LE ORE DI SOLE UTILIZZABILI SU UN TERRAZZO, un balcone ben esposto, un giardino o altro luogo disponibile, mediamente in estate vanno dalle 9,30 alle 17, in inverno dalle 11 alle 13, in Italia. Alcuni modelli, fra i quali il Kimono, permettono di essere lasciati soli: sono «abbandonabili» a lungo una volta orientati. Comunque è già un atto di indipendenza e sostenibilità utilizzare il dispositivo solare nei giorni di presenza sul luogo della cottura, per ricavarne cibi che durano tutta la settimana (torte dolci e salate, pane, biscotti). Si tratta anche di trovare l’apparecchio giusto per le proprie diversificate esigenze, tempo compreso: cucinare gli alimenti, sterilizzare o scaldare l’acqua, scaldare i cibi già cucinati.

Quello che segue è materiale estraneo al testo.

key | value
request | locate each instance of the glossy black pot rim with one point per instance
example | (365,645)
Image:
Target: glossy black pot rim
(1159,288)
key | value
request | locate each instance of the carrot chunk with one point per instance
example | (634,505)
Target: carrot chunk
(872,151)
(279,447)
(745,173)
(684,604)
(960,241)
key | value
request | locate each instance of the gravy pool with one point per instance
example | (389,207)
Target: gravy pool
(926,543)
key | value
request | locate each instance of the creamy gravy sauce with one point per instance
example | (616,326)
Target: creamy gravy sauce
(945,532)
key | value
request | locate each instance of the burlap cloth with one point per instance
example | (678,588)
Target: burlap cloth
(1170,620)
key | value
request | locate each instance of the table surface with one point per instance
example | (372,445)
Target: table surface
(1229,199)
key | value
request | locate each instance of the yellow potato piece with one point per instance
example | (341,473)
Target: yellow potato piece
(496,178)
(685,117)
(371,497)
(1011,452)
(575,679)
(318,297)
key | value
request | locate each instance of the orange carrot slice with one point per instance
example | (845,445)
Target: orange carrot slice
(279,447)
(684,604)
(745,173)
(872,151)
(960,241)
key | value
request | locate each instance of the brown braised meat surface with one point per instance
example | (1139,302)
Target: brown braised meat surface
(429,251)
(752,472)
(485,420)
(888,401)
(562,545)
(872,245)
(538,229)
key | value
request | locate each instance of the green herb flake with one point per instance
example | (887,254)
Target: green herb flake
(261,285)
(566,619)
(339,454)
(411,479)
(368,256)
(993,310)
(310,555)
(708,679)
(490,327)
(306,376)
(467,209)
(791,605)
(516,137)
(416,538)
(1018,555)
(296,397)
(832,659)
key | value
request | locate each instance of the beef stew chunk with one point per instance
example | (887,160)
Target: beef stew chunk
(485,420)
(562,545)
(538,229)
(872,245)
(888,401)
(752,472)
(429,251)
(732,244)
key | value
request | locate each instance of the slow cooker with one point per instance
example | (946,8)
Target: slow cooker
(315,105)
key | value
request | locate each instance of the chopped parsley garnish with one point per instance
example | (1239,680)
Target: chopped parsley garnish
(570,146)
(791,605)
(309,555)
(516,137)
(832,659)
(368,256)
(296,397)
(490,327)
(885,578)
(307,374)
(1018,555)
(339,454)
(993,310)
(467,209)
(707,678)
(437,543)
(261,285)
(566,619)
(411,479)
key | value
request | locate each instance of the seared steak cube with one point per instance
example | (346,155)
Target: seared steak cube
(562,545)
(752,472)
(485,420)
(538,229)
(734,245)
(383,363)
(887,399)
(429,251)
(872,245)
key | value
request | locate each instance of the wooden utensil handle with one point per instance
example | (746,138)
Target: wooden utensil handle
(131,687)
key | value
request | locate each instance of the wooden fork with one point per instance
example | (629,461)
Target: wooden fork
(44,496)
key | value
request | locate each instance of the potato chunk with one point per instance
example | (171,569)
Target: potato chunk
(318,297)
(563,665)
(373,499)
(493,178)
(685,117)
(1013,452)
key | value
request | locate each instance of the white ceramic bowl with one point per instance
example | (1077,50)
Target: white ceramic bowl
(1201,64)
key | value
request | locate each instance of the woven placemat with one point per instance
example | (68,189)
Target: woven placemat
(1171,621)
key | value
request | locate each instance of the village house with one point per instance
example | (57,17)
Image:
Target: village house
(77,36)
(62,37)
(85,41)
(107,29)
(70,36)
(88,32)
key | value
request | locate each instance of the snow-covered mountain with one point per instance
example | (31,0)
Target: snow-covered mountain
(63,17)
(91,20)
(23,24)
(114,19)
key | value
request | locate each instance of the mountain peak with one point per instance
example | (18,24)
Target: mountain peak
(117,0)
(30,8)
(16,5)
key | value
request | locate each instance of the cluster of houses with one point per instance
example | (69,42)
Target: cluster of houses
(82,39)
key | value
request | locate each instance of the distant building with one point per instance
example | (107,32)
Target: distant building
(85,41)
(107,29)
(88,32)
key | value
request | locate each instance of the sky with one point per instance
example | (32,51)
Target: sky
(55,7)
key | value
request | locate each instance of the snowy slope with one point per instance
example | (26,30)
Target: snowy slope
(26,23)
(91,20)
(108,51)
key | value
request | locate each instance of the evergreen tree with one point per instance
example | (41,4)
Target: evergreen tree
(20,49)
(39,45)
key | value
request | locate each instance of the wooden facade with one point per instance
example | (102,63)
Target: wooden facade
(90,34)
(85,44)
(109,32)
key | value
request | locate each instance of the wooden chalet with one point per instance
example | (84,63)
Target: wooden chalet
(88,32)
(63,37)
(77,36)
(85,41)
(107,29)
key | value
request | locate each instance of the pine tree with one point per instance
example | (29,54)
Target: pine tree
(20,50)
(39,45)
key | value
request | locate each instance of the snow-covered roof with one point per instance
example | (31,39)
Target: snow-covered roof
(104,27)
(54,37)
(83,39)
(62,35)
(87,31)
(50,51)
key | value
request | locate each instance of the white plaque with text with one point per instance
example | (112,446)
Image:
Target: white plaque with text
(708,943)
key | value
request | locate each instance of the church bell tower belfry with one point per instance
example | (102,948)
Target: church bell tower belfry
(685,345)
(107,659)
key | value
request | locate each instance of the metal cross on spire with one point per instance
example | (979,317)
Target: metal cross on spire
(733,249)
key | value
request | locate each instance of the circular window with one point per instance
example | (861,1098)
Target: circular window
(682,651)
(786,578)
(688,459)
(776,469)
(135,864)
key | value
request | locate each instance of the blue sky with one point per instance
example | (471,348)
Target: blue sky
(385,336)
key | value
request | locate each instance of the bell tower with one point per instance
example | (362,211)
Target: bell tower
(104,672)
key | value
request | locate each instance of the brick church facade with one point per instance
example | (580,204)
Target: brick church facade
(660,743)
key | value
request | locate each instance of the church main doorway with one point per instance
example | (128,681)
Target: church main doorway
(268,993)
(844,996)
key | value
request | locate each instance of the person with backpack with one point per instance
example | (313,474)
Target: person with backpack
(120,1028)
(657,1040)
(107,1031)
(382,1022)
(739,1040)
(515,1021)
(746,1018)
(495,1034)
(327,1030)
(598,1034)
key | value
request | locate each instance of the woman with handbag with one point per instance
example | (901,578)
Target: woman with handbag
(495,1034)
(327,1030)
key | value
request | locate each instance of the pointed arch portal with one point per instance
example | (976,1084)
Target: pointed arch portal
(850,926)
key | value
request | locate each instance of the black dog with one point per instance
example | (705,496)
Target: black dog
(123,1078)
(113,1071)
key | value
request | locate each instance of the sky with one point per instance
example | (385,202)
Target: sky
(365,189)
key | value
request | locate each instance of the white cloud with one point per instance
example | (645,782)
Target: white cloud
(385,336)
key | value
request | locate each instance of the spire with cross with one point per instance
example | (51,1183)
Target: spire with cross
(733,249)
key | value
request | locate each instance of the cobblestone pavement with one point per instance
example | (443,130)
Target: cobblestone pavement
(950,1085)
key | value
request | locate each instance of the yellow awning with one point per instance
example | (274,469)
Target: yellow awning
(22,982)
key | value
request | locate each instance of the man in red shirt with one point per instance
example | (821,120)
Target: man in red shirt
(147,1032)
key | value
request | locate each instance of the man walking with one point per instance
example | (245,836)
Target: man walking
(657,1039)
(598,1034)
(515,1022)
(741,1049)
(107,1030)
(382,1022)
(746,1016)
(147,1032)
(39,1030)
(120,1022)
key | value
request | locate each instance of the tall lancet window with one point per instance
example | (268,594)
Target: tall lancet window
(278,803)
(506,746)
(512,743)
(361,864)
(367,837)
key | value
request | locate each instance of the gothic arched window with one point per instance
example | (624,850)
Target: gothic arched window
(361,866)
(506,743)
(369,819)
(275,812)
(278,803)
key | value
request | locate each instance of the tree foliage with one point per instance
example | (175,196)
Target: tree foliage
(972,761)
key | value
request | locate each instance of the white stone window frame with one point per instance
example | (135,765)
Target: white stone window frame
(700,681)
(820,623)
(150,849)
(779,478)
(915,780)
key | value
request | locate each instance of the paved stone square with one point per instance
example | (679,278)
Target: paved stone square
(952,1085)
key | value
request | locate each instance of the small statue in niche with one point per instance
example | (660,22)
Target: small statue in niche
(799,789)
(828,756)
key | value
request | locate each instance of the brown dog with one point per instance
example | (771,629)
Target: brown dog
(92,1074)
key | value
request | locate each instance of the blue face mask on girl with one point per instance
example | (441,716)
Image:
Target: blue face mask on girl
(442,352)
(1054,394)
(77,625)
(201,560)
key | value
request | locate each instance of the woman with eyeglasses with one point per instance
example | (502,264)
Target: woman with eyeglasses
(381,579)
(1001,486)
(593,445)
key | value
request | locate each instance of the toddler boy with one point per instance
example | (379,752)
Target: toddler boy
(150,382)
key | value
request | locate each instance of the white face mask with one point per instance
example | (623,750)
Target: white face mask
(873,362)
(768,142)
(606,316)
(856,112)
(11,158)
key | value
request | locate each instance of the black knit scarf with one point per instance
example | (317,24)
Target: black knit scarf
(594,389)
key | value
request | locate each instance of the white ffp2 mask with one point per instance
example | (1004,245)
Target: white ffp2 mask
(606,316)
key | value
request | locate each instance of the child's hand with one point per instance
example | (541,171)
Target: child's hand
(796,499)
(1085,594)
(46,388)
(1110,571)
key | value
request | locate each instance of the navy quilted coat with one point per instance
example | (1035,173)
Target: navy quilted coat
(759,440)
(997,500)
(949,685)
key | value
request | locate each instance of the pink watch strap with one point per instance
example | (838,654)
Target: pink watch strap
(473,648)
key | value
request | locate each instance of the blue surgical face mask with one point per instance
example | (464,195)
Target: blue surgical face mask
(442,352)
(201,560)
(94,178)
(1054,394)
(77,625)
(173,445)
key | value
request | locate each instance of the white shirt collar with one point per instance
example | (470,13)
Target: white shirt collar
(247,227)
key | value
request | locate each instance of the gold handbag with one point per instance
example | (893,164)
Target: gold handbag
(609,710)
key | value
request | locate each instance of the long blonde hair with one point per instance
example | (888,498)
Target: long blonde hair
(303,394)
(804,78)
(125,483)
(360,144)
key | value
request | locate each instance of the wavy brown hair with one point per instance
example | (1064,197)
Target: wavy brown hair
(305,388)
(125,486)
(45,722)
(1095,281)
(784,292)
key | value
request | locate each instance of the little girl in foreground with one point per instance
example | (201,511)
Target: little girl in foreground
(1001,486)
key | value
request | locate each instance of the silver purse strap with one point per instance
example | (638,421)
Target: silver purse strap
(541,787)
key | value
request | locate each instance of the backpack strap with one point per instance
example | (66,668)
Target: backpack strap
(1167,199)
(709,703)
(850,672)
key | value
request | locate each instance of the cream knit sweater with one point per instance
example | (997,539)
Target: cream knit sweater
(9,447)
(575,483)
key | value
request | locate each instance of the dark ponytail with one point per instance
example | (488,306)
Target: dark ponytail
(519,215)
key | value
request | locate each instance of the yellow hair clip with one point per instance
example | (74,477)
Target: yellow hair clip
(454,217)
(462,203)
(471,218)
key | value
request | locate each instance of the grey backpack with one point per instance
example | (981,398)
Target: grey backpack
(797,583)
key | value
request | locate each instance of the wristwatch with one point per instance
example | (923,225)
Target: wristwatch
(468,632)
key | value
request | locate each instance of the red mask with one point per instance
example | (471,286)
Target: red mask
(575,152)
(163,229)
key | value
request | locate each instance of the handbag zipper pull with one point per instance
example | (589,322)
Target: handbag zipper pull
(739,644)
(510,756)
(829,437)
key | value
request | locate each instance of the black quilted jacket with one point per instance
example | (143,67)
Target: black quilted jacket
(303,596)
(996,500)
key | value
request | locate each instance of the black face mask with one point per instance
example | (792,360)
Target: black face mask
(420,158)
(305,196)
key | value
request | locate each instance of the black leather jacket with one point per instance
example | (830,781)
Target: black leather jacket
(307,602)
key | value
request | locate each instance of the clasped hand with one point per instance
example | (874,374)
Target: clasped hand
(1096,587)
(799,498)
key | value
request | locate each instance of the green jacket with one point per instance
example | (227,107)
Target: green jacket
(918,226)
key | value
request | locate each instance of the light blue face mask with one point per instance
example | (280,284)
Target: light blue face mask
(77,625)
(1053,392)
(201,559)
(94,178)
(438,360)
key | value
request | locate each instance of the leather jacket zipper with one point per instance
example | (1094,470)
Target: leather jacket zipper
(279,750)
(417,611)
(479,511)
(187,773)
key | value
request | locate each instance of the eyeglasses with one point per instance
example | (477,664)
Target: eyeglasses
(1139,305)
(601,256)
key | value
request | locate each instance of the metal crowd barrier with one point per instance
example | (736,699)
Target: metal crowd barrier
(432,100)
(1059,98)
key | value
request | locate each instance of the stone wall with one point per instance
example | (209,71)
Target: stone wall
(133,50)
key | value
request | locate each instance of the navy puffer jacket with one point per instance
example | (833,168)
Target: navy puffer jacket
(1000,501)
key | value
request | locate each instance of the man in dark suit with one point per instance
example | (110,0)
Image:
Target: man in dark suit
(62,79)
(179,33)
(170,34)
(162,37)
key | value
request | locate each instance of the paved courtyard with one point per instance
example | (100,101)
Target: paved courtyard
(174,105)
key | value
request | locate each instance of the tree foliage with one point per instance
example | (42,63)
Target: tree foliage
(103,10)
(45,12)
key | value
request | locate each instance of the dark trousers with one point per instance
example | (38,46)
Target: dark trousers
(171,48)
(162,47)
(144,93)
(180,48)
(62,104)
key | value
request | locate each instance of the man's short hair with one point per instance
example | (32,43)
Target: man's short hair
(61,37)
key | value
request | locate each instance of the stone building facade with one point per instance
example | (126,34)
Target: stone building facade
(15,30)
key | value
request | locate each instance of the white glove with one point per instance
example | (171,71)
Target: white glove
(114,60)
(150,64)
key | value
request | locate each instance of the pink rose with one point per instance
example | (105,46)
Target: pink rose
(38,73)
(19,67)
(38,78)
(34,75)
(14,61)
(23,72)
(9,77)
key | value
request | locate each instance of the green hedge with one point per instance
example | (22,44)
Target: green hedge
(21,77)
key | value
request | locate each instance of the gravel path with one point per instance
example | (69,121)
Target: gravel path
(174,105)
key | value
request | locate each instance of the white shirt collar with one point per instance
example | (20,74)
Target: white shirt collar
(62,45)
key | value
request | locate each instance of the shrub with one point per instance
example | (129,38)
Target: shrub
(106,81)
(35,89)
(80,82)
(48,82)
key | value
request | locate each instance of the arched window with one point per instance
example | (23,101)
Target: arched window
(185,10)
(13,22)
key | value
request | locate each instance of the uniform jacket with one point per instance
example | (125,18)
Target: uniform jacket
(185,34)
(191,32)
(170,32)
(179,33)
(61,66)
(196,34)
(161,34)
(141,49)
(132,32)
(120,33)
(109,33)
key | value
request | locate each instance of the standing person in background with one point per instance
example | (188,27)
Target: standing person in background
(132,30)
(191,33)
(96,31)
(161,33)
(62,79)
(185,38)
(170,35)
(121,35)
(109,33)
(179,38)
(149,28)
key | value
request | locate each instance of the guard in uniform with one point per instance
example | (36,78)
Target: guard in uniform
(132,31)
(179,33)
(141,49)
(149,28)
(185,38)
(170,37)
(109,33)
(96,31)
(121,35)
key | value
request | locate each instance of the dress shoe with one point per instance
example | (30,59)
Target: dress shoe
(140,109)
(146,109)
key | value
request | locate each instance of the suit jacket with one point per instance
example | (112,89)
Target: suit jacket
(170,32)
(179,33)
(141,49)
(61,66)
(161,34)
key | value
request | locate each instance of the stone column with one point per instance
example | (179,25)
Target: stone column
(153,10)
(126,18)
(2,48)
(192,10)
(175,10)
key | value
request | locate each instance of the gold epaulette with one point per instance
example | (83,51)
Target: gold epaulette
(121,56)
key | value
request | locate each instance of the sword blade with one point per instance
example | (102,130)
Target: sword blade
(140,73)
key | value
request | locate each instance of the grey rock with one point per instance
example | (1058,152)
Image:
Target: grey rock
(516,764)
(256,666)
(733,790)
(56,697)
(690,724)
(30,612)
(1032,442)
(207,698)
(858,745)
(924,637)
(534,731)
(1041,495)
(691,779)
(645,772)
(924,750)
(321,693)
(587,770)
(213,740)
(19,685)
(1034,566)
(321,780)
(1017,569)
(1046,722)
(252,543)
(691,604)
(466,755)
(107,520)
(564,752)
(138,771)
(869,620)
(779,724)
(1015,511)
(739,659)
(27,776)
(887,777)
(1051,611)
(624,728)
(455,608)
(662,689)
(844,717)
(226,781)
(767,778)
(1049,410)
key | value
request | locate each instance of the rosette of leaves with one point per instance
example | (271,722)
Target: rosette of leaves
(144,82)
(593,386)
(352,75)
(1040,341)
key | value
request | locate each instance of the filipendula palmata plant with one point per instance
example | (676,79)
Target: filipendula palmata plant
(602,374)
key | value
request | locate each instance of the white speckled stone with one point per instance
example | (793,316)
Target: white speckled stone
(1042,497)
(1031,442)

NEL SUO LABORATORIO A ROMA, l’ingegner Alessandro Varesano, attivista della cucina solare da oltre dodici anni e presidente dell’Aics, sta finendo di montare un modello Kimono destinato a una socia. Ma la sua specialità è un forno più complesso, che ha chiamato Helio e fa bella mostra di sé in un angolo. Fatto a fiore con tanti petali, capiente anche a seconda del modello, ha un ambiente di cottura completamente chiuso e ben isolato. In 5 minuti arriva a da 0°C a 100°C e con 15 minuti a 200°C, la temperatura più utilizzata, raggiunta in qualsiasi stagione, ovviamente in assenza di vere nuvole. Oltre alla cottura classica, con Helio si può usare il metodo della vasocottura: va a braccetto con la bassa temperatura, va tenuta sempre fra i 65°C e i 100°C, utilizzando tempi più lunghi.

«IL MIO FOCUS, QUANTO ALLA CUCINA SOLARE, è la ricerca e il coinvolgimento degli addetti ai lavori, i professionisti del mondo della ristorazione, gli chef. Non è facile, soprattutto in Italia per via della cultura culinaria consolidata. Ma il problema, pensando ai ristoranti, è soprattutto il tempo meteorologico, mentre per l’orientamento verso il sole in continuo movimento è già a punto la movimentazione automatica. Con Helio il sole entra proprio nel cibo, cucinando quindi con i raggi della luce, una modalità differente rispetto alle microonde e anche rispetto ai classici forni a gas o elettrici».

CON LA FACOLTA’ DI ENOGASTRONOMIA di Roma Tre, il creatore di Helio – ha condotto una ricerca sull’aspetto nutrizionale dei prodotti della cottura. «Per le vitamine non ci sono differenze rispetto ai fuochi tradizionali, gli antiossidanti come i polifenoli si mantengono meglio con la cottura solare; quanto ai carotenoidi, sembravano penalizzati ma con qualche piccolo accorgimento si annulla la perdita».

CREARE LAVORI SOLARI. LA PROGETTAZIONE, la costruzione, l’esecuzione, la promozione della cucina solare è finora – almeno in Italia – un impegno volontario. Ma in futuro, tutto l’insieme del dispositivo di cottura potrebbe essere prodotto e immesso sul mercato. Per un utilizzo più diffuso.